That logic was shattered in 1995 when NASA's Galileo mission dropped a probe into the planet's atmosphere to measure its composition. Much to everyone's surprise, there was an astonishing lack of water. As it turns out, the Galileo probe may not have detected water simply because it was dropped in the wrong place. It's as if the probe parachuted over a desert on Earth. It's not that there's no water on our planet, it's just that deserts aren't known for being awash with the stuff. Jupiter's atmosphere is dynamic, with jet streams, storms and a nonhomogeneous composition; the probe could only sample the atmosphere it was traveling through in that one location – and that location might've been as dry as a desert.

The situation changed, however, when researchers used the powerful W.M. Keck Observatory and NASA Infrared Telescope Facility on Hawaii's Mauna Kea to stare deep into Jupiter's biggest storm, the Great Red Spot. They released their water-filled news in an August 2018 study published in the Astrophysical Journal and led by astrophysicist Gordon L. Bjoraker, of NASA's Goddard Space Flight Center.

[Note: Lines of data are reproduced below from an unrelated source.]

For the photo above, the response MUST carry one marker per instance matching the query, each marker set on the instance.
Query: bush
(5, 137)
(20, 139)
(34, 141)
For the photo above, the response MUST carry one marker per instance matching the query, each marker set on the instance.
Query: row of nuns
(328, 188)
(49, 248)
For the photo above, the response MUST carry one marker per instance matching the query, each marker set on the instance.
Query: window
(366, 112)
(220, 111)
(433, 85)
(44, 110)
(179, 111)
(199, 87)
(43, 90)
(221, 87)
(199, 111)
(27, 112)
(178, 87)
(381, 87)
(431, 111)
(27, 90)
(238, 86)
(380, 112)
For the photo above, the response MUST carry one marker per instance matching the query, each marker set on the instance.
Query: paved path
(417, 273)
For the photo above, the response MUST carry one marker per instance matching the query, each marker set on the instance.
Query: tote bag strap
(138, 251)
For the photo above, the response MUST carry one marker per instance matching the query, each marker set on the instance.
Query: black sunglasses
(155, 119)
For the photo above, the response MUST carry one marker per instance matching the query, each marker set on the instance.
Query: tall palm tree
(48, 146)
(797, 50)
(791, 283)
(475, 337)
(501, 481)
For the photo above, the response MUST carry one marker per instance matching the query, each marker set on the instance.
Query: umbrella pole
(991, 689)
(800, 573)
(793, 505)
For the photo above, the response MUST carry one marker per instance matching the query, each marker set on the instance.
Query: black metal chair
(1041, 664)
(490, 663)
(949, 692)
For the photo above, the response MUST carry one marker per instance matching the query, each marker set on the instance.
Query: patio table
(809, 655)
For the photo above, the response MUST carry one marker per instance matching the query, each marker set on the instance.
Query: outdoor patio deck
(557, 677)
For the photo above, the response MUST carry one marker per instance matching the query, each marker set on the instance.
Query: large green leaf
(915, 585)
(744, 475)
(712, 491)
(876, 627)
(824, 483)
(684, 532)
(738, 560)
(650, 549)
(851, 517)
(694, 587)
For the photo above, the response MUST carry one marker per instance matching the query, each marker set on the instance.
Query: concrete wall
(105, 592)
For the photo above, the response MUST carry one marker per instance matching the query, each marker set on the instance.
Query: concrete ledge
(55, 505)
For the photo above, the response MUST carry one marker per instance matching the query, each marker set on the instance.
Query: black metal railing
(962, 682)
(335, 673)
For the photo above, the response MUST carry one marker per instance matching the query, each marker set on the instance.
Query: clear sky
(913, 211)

"The moons that orbit Jupiter are mostly water ice, so the whole neighborhood has plenty of water," said Bjoraker in a NASA statement. "Why wouldn't the planet – which is this huge gravity well, where everything falls into it — be water rich, too?"

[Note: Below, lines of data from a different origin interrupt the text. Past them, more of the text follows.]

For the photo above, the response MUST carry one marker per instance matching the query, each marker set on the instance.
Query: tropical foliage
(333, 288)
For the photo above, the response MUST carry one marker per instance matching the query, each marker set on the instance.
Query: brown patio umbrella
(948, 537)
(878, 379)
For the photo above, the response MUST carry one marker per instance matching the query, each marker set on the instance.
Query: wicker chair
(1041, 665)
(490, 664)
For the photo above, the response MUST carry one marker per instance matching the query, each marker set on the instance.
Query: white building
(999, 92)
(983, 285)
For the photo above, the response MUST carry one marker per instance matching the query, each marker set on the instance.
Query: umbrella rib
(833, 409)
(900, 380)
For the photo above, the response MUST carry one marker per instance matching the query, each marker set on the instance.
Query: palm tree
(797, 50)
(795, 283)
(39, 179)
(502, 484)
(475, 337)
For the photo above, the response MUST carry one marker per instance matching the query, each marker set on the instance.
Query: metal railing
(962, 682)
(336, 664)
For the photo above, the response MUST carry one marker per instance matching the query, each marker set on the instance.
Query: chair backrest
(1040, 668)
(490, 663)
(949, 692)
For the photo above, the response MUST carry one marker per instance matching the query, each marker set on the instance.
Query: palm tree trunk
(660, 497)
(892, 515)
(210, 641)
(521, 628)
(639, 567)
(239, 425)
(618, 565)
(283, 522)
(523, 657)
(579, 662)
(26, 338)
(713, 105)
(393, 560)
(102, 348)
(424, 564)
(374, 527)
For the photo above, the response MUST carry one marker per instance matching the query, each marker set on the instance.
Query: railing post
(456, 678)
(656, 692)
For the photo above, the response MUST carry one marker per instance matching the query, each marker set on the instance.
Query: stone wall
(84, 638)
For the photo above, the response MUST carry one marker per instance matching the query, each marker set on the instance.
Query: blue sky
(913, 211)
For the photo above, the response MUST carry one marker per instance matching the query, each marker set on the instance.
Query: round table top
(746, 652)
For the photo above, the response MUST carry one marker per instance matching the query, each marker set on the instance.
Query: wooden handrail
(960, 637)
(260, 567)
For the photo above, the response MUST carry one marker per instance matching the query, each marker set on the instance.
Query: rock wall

To investigate, Bjoraker's team measured the infrared radiation leaking from deep beneath the clouds. Specifically they studied the infrared absorption spectrum of a certain type of methane that's known to exist in a vapor throughout the planet. This infrared radiation should leak through the clouds unimpeded, but should any clouds be present, this radiation will be blocked. During analysis of observations from Jupiter's Great Red Spot, the researchers found three distinct cloud layers were blocking this infrared signal from passing through the atmosphere, agreeing with theoretical predictions for the presence of water-rich clouds. They also detected large quantities of carbon monoxide, suggesting there's a lot of oxygen (O) available in Jupiter's atmosphere to chemically bond to molecular hydrogen (H2) to form water (H2O) if the temperature and pressure is just right.

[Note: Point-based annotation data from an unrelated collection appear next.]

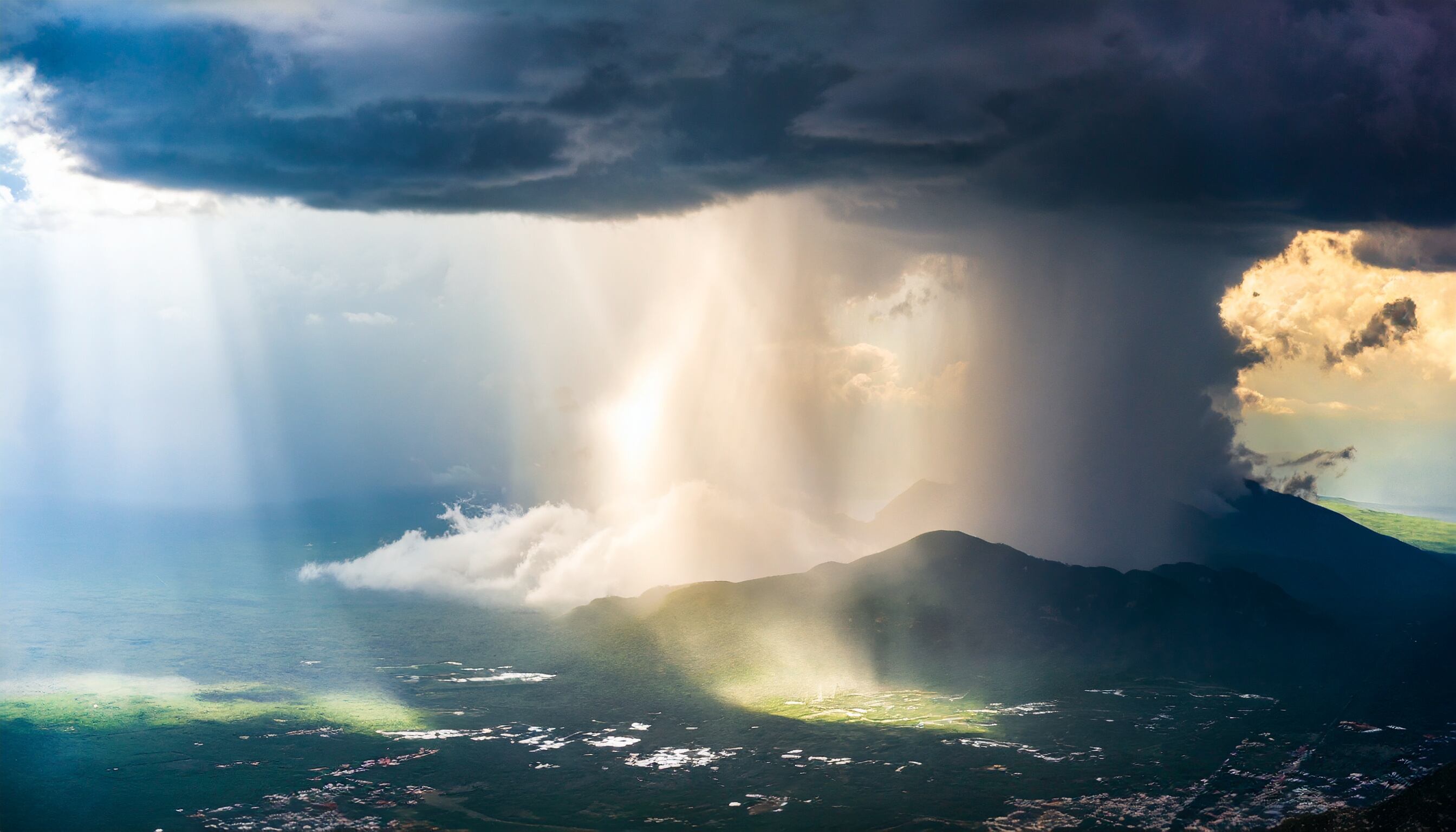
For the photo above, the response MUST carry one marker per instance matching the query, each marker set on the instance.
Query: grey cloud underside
(1389, 326)
(1248, 111)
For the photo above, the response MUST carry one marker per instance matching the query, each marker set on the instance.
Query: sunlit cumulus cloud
(1320, 302)
(841, 250)
(558, 556)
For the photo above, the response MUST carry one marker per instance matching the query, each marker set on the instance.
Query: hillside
(1318, 556)
(1426, 532)
(945, 605)
(1427, 805)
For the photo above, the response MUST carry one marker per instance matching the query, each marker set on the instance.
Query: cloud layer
(1192, 110)
(558, 556)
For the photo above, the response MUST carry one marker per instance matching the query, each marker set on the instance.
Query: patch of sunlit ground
(906, 708)
(109, 701)
(1425, 532)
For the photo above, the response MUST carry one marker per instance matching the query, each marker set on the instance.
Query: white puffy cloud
(1320, 302)
(557, 554)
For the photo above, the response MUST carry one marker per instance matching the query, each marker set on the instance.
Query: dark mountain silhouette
(1318, 556)
(945, 604)
(1427, 805)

The next step is to use these data to complement Juno's observations of Jupiter. The spacecraft can make spectroscopic observations even deeper into Jupiter's atmosphere and it will do so for the entire planet, not just the Great Red Spot. But should Juno also detect this possible water cloud layer, the techniques developed by Bjoraker's team using telescopes on Earth will have been proven effective at finding water deep inside Jupiter, thereby solving the gas giant's watery mystery. These techniques could then be used to probe deep into the atmospheres of other planets.

"If it works, then maybe we can apply it elsewhere, like Saturn, Uranus or Neptune, where we don't have a Juno," said study co-author and planetary atmospheres expert Amy Simon in a statement.